Neighbors allege that this tiny house on private property is the first of several planned for the nine-acre property.

CLAREMONT — The Claremont Planning Board aims to amend the city’s zoning ordinance to limit how long residents may park a recreational vehicle (or RV) in a single space, which may impact the use of recreational vehicles and tiny homes.

Mayor Charlene Lovett reported that a New Hampshire legislative committee, comprised of three state representatives and one state senator, is studying codes and regulations for tiny houses, in order for the state assembly to consider allowing them in New Hampshire.
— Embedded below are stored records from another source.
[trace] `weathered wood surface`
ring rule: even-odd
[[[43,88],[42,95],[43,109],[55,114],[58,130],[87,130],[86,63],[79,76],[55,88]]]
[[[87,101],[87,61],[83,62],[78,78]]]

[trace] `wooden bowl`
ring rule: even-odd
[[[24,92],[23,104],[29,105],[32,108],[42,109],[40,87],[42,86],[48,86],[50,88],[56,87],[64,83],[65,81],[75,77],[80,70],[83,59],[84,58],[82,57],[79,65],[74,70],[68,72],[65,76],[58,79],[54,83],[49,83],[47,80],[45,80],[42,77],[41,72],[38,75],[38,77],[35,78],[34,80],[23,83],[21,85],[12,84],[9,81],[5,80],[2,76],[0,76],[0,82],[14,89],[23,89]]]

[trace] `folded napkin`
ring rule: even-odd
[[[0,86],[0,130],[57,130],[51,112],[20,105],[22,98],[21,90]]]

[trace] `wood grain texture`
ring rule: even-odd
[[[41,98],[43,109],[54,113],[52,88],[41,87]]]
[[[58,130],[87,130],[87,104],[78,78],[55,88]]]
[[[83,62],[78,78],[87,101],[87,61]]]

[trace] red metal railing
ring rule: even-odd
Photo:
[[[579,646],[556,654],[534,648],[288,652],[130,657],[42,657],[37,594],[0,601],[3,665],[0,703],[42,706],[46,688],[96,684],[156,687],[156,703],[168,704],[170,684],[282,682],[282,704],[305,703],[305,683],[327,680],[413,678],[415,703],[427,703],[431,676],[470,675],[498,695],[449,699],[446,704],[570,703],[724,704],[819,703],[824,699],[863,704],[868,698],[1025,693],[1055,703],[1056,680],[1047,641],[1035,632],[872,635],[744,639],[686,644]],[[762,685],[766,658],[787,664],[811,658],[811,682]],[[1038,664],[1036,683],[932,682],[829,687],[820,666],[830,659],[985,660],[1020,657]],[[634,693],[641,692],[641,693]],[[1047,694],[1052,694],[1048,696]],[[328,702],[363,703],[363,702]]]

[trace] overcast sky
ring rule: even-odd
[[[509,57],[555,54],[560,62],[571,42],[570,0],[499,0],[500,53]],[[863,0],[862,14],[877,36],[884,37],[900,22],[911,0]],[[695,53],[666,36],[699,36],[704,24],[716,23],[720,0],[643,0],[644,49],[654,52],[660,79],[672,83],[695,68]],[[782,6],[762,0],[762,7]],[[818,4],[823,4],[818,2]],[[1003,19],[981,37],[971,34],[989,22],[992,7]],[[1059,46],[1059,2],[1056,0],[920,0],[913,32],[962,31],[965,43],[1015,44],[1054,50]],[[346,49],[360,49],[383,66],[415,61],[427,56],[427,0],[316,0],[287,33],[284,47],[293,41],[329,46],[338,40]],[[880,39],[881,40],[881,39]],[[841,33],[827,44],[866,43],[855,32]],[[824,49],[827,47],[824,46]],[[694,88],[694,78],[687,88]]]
Lovett said that because New Hampshire has no statute regarding tiny houses, even if a community’s zoning ordinance allowed for one, the owner would run the risk of needing to modify the house should it fail to comply with later regulations by the state.

The committee’s study is expected to include definitions of tiny houses and codes and regulations for such homes. The assembly aims to consider a bill for approval next session.

Claremont’s closest dwelling comparable to a tiny house, located on East Green Mountain Road, is actually classified as a “RV,” according to Claremont Planning Director Scott Osgood.

Claremont’s zoning bylaws do include an ordinance relating to recreation vehicles, Osgood said. Claremont’s ordinance primarily characterizes an RV as being a temporary living space. An RV should be mobile, though Osgood said that Claremont’s ordinance does not go so far as to include, say, having a motor or being drivable.

“If it can be used like an RV, it can be treated like an RV,” Osgood said.

Unlike some communities, however, Claremont’s ordinance does not specify how long an RV can park on a particular property. Though Claremont’s ordinance defines an RV as temporary quarters, not permanent, the ordinance lacks a definition of what “temporary” means, making it difficult to enforce.

Osgood recommended that the planning board include a time specification, saying that towns with similar ordinances include a limit for RV parking, though that length varies from one ordinance to the next.

“Some set the limit at 90 days, some at 180,” Osgood said.

The planning board asked to add a discussion of the ordinance revision to a future agenda.

Public hearing for waste transfer station postponed

Osgood told the planning board that representatives of American Recycling & Disposal, which has proposed a waste transfer station next to the railroad tracks on Industrial Boulevard, will not have their site plan ready for presentation to the planning board on Monday, Aug. 26, and that the applicants will request an extension instead.

“They’re putting together a plan, but the engineer said that looking at the schedule he didn’t know how long it was going to take,” Osgood said.